On Tue, Nov 07, 2023 at 01:33:41PM -0800, Roman Gushchin wrote:
> On Tue, Nov 07, 2023 at 07:24:08PM +0000, Matthew Wilcox wrote:
> > On Mon, Nov 06, 2023 at 06:57:05PM -0800, Christoph Lameter wrote:
> > > Right.. Well lets add the cgoup folks to this.
> > >
> > > The code that simply uses the GFP_NOFAIL to allocate cgroup metadata using
> > > an order > 1:
> > >
> > > int memcg_alloc_slab_cgroups(struct slab *slab, struct kmem_cache *s,
> > > gfp_t gfp, bool new_slab)
> > > {
> > > unsigned int objects = objs_per_slab(s, slab);
> > > unsigned long memcg_data;
> > > void *vec;
> > >
> > > gfp &= ~OBJCGS_CLEAR_MASK;
> > > vec = kcalloc_node(objects, sizeof(struct obj_cgroup *), gfp,
> > > slab_nid(slab));
> >
> > But, but but, why does this incur an allocation larger than PAGE_SIZE?
> >
> > sizeof(void *) is 8. We have N objects allocated from the slab. I
> > happen to know this is used for buffer_head, so:
> >
> > buffer_head 1369 1560 104 39 1 : tunables 0 0 0 : slabdata 40 40 0
> >
> > we get 39 objects per slab. and we're only allocating one page per slab.
> > 39 * 8 is only 312.
> >
> > Maybe Christoph is playing with min_slab_order or something, so we're
> > getting 8 pages per slab. That's still only 2496 bytes. Why are we
> > calling into the large kmalloc path?
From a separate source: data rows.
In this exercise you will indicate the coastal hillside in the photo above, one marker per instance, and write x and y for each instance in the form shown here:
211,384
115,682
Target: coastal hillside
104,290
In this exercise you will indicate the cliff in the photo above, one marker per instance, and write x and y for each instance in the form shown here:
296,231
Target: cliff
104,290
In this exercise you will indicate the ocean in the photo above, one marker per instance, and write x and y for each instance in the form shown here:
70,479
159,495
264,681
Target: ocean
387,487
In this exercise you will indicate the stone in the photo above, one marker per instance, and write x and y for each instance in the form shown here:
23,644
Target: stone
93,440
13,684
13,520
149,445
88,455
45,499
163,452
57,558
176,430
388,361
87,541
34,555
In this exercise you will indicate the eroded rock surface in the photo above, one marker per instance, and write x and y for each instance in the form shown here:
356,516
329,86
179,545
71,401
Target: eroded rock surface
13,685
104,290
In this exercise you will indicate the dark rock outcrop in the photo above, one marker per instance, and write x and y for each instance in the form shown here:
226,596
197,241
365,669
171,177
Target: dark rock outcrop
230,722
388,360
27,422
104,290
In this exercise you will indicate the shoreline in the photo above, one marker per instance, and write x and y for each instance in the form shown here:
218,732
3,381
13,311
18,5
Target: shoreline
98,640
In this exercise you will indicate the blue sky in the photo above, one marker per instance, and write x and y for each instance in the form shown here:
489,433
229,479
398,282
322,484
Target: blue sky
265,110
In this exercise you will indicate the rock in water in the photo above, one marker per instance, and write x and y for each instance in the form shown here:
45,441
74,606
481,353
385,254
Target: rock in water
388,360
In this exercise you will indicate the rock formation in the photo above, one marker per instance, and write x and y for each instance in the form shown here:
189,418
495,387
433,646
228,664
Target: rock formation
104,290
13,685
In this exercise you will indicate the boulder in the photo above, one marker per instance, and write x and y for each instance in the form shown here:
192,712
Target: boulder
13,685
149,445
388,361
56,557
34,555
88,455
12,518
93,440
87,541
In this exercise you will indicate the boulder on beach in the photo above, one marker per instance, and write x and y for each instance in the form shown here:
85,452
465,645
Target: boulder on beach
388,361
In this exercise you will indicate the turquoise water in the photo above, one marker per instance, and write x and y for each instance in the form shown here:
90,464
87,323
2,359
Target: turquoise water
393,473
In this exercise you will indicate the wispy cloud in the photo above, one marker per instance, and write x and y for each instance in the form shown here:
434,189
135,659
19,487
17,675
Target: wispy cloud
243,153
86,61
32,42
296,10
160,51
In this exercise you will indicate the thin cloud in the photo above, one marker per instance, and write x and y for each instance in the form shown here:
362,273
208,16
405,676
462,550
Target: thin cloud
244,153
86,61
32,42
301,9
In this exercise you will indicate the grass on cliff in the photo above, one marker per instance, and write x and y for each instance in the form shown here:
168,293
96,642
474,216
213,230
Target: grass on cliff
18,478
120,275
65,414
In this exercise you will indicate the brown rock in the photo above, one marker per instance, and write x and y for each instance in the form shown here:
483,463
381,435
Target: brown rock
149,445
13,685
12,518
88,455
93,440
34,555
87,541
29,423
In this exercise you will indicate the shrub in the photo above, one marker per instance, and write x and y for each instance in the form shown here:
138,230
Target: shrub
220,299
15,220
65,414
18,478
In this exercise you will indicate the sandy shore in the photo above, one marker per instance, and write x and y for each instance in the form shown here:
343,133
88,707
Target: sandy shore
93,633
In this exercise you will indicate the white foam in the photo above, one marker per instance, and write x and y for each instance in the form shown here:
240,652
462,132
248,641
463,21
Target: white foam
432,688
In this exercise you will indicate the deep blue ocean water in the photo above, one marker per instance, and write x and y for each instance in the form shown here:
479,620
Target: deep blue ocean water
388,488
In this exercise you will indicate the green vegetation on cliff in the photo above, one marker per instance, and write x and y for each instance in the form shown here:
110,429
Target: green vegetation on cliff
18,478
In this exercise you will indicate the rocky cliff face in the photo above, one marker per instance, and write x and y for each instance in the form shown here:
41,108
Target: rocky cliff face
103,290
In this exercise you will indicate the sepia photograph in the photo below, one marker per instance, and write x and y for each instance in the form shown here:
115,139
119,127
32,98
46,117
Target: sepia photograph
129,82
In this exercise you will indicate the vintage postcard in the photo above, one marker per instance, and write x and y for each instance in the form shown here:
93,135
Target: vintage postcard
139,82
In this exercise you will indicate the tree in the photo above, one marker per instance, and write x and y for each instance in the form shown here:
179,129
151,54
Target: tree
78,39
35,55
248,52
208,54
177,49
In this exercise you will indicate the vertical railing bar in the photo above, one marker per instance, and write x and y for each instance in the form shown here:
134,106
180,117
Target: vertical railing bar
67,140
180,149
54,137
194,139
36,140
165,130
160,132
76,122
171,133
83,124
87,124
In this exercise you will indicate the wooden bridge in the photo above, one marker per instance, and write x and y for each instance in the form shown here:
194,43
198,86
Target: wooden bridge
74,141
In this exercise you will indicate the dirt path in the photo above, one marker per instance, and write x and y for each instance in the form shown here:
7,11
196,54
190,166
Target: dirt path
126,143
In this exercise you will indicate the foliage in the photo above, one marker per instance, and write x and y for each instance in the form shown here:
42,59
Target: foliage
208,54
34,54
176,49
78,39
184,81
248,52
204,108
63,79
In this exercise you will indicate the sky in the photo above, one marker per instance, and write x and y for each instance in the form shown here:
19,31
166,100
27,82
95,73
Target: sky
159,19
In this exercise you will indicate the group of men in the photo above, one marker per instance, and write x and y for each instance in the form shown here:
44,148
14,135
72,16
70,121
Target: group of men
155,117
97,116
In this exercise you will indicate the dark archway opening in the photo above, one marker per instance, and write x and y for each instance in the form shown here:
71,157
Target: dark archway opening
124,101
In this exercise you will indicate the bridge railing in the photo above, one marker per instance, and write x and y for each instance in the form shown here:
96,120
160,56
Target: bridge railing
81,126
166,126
What's really going on here?
>
> Good question and I *guess* it's something related to Christoph's hardware
> (64k pages or something like this) - otherwise we would see it sooner.
I was wondering about that, and obviously it'd make N scale up. But then,
we'd be able to fit more pointers in a page too. At the ed of the day,
8 < 104. Even if we go to order-3, 64 < 104. If Christoph is playing
with min_slab_order=4, we'd see it ... but that's a really big change,
and I don't think it would justify this patch, let alone cc'ing stable.